It took her about four of the five miles to the village, going at full prattle, both uphill and down, to bring me fully up to speed with the most recent developments in her Byzantine love life. If what the genito-urinary specialists say is true — that when you make love to somebody you are also making love to everybody that person has ever slept with, and to everybody that person has ever slept with — then Sharon must be working her way through her entire generation.

We stopped just once, to introduce Dexy to his first sheep. Sensing thrilling possibilities, and trembling with a mixture of fear and ecstasy, the dog approached the humble grazing ewe. Strained forward on his lead, he tentatively introduced his nose as far into the wool surrounding the sheep’s daggy old bottom as he dared and inhaled deeply. And the smell must have been a revelation, because here, unexpectedly, was the exact source of that mysterious, overpowering, intoxicating scent that clung to every fern and blade of grass, and suddenly the world was more comprehensible.

By the time we reached the village, I was at the stage where death would have been a welcome release. Sharon was merely complaining of thirst. In the pub was a big screen, on to which was being projected the Live8 concert. Annie Lennox was about to go on. The glassy-eyed punters were gathered round and the atmosphere was strangely pious, even in this remote spot.

I asked the landlord for two pints of lager, and, just checking, whether he took debit or credit cards, as neither of us had cash. He didn’t. He stopped pouring and watched while I had another look through my wallet. ‘Euros?’ I said. He shook his head. ‘We take beads, shells and most types of garden produce,’ he said, pokerfaced. ‘But not cards.

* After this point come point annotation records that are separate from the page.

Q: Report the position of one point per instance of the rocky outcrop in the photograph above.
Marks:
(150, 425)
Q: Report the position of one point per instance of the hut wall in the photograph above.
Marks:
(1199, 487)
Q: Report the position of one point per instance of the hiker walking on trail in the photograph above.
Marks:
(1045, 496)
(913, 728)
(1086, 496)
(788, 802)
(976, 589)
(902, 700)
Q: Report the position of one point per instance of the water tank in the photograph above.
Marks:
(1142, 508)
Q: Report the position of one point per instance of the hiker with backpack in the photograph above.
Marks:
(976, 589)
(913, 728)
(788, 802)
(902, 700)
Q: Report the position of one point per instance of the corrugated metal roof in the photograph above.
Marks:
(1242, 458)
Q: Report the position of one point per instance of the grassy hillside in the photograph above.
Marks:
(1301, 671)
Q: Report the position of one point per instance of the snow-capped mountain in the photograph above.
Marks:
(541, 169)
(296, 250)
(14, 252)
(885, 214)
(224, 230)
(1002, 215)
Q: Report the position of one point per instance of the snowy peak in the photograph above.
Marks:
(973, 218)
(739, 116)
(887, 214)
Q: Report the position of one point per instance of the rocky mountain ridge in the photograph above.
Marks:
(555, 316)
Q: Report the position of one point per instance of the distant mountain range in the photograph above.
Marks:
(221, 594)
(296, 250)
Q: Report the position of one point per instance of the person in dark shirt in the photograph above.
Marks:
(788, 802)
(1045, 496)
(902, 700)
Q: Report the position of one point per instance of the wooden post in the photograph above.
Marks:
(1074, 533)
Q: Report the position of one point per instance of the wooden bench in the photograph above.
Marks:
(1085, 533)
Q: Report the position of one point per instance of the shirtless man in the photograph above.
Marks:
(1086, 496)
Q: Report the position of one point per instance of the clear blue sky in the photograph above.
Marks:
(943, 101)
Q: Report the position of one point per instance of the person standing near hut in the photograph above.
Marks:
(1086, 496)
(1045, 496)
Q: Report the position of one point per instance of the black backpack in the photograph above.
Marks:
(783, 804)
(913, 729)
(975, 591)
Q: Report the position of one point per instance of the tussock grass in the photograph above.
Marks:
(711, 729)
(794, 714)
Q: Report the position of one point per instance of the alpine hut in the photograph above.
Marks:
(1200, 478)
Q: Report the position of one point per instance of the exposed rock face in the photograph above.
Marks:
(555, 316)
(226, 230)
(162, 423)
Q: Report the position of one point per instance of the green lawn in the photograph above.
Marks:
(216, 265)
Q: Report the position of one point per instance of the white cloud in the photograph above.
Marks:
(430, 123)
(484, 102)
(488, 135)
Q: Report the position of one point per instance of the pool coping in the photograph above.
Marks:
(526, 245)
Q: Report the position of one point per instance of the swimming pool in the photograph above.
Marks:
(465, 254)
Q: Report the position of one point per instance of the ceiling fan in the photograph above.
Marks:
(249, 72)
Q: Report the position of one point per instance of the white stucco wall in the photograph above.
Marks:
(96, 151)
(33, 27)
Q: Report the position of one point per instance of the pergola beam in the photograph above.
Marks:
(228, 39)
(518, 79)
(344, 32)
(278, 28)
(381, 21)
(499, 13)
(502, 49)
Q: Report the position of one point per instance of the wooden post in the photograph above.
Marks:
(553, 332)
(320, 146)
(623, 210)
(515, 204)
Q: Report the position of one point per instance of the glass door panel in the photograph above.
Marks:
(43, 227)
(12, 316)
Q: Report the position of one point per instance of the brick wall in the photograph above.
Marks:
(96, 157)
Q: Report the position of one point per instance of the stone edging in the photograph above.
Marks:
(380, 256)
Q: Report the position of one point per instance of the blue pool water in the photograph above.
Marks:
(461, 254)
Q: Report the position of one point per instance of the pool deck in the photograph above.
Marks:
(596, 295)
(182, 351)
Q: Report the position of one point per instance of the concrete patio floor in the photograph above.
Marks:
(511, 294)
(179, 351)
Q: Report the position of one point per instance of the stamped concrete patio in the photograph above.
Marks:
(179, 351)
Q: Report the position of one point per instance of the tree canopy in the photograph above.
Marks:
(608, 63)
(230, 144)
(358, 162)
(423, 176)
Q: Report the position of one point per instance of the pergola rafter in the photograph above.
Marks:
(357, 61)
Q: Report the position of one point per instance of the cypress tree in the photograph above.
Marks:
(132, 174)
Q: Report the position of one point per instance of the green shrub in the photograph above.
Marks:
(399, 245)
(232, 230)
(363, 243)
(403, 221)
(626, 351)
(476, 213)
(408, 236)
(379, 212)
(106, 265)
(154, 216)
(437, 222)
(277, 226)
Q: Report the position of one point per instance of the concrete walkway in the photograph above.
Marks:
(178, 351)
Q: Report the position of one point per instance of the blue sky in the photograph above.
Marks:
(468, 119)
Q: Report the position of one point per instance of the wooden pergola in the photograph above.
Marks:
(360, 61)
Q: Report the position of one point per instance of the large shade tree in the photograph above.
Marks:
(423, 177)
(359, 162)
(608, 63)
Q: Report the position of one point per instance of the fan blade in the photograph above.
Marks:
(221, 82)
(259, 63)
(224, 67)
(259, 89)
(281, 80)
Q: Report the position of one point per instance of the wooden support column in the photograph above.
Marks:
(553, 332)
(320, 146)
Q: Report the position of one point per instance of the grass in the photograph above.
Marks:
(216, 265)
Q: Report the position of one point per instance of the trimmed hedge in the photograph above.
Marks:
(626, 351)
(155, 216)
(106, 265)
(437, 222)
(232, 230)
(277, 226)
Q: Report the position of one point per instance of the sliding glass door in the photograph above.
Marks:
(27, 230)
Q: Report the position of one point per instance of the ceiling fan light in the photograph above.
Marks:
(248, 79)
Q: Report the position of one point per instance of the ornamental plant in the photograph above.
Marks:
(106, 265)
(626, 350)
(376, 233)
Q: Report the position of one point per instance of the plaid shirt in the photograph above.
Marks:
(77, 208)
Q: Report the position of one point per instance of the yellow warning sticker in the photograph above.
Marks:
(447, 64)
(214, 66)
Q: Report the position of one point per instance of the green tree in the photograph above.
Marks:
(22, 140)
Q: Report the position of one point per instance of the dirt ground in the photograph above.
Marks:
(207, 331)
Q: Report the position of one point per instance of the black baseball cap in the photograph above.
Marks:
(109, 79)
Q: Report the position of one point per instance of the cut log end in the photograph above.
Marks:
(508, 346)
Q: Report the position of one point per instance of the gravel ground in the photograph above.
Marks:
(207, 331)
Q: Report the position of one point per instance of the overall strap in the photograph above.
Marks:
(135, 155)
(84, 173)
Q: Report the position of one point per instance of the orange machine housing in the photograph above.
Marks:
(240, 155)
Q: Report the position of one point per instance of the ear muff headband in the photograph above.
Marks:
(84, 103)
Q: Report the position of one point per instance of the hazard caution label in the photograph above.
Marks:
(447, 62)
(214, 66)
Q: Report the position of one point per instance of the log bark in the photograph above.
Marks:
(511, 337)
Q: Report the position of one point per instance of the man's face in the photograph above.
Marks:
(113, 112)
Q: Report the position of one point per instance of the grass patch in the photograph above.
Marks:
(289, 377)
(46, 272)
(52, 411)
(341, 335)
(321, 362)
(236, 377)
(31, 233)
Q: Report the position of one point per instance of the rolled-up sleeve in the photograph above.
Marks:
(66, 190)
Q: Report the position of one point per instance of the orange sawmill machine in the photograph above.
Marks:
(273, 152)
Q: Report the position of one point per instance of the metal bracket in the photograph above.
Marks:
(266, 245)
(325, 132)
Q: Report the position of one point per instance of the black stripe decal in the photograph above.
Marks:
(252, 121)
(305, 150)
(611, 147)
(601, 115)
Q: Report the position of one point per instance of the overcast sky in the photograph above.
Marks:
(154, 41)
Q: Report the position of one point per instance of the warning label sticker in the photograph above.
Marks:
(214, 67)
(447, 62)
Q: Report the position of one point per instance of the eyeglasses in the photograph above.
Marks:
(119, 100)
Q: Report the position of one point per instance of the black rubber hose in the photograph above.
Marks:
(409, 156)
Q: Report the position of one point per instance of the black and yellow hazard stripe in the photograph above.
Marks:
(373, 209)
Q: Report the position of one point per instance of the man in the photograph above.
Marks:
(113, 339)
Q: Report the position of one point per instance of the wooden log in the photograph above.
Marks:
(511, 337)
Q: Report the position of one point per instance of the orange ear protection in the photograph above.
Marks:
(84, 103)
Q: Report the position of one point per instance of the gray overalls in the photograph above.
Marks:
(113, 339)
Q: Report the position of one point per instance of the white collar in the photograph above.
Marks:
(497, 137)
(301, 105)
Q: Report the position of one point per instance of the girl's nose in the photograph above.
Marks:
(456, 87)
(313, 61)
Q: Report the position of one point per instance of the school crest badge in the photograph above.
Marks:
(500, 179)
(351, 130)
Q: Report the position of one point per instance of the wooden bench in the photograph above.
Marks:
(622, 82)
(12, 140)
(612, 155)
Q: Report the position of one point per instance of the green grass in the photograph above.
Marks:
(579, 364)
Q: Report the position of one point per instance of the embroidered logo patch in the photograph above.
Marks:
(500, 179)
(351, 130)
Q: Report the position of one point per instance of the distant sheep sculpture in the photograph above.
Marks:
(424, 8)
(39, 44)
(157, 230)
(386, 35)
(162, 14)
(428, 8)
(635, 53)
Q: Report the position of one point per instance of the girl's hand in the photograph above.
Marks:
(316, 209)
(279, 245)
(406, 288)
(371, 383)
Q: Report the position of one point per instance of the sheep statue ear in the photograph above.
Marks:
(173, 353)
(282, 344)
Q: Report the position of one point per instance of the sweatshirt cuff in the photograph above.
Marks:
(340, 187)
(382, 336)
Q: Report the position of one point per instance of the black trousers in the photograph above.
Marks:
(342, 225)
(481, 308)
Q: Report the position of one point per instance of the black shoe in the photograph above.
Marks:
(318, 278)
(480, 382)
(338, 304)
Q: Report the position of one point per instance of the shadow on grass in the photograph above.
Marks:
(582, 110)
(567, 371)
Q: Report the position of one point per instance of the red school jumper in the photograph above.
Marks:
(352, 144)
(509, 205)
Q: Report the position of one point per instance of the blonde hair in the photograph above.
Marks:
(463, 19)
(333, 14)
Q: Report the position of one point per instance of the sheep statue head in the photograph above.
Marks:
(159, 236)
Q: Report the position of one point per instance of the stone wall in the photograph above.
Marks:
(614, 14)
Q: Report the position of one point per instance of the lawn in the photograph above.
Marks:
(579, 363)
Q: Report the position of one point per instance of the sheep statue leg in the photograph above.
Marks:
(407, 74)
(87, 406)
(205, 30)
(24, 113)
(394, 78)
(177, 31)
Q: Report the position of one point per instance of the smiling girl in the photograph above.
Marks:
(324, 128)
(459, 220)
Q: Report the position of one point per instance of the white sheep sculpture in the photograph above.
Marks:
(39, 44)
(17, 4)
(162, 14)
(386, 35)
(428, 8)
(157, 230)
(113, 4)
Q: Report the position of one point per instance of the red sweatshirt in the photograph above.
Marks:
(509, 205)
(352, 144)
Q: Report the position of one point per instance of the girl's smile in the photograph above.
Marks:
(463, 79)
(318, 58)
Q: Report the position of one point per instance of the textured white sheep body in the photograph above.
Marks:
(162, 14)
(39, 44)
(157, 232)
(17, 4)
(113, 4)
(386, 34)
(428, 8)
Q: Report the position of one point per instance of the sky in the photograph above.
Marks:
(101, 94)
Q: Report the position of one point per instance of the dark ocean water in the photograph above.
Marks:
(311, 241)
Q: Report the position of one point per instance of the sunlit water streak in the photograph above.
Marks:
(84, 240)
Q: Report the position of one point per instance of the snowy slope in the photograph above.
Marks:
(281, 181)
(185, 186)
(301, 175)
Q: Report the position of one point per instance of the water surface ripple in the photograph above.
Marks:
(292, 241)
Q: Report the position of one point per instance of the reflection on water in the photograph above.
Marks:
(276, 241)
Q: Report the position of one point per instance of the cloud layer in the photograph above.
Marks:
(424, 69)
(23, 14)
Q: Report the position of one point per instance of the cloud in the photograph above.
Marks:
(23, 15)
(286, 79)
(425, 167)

And certainly not euros.’ Not only did he not take cards or euros but there wasn’t a taxi in the village, either. He let us have a half of lager each on the house. Sharon tossed down hers in one, then rolled and lit up a small joint to console herself, reasoning that if the landlord smelt it he could only ask her to leave, which we were going to have to do anyway.

Annie Lennox began to sing. The landlord started shaking a pair of maracas. Ladies were dancing. He’d set up a terrific sound system and Lennox sounded inspired and inspiring. I changed my mind. Actually, Live8 looked and sounded bloody fantastic. Especially if long-expected rain is starting to beat on the window and it’s a five-mile walk back to the car.